The Torah source of teshuva, “You shall then return to G-d your Lord, and will obey Him,” is one of these seven verses.
Because man has free will and has the choice of attaining wholeness and completion or remaining incomplete, the Rambam writes, he “should strive to repent” of all sins, as well as investigate and repent of any evil disposition. “Great is repentance, for it brings man near, back to the Divine Presence.”
Teshuva turns back to completion, to a state of wholeness and completeness. To perform teshuva is to arrive at one’s full potential and real self. Without teshuva, one’s life is lived as a series of discrete moments, with good and evil, success and failure intimately related. Without teshuva, the week is seven days, not a grand march toward the glory of Shabbat.
Marriage is nothing but a cohabitative partnership without the fulfillment of the sheva (seven) brachot ideals. Faith, without the completeness of the seven mitzvoth enunciated in the Shema, an empty proclamation. Agriculture is backbreaking labor without the peace and tranquility of the Shemittah year.
The Zohar teaches that twenty six generations before the creation of the world, the twenty two letters of the alphabet descended from the Crown of G-d whereon they were engraved with a pen of flaming fire. They gathered around G-d and each entreated that the world be created through him. The resh was rejected, for it introduces the words ra and rasha –evil. The mem was rejected, for it is the first letter of mehuma, confusion. Each letter, in its turn, presented itself as the one worthy to be the vessel through which the world would come into being. All fell short until finally, the aleph was selected. Why? It modestly made no claims at all.
While zayin, numeric equivalent to seven, argued that it should have been chosen because it begins the verse [zachor] which ordains the observance of the Sabbath, G-d said, no. “You may not help me in the work of Creation, for zayin is the word for weapon.”

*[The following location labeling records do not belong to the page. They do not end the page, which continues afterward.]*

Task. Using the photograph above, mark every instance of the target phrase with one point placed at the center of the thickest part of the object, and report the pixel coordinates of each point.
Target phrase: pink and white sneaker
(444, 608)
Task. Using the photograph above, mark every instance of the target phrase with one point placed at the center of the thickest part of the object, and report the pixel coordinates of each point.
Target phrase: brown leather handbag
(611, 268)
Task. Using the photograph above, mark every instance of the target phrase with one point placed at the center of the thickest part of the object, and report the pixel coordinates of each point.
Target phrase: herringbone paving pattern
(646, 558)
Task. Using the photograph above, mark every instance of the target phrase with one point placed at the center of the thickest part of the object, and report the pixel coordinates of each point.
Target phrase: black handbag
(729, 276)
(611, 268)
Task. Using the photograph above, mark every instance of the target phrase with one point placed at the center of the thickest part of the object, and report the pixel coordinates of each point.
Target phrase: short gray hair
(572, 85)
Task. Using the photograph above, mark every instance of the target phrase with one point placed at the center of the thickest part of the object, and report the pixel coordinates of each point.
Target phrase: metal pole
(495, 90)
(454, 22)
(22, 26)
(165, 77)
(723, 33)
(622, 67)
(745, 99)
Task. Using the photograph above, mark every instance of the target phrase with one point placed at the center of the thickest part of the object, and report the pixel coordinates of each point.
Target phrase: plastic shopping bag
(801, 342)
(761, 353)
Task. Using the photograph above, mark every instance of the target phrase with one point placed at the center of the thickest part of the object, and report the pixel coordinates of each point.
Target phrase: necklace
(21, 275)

Seven. The perfect number. The most sacred number. Whole. Complete. The quality and value of seven is found in Shabbat, Shemittah, and Yovel. Seven. It calls us to holiness. Each one of us is endowed with the free will and inner strength to attain that completeness and holiness. But, like the letter zayin, we not only have the potential for holiness but also for evil. Each day, each moment, we do battle with the zayin weapon.
Our lifetime is made up of these battles. We fight with ourselves and with others. Even the seven Noachide laws no longer hold sway.
If we entered our battles with zayin only with our free will and animal strength, we would be crushed as the dust. But we are gifted with teshuva. Teshuva, called for seven times, so that each of us can find our path to “return to G-d… and obey Him.”
In honor of my RJJ high school classmates, as we celebrate our Yovel anniversary this coming Sunday.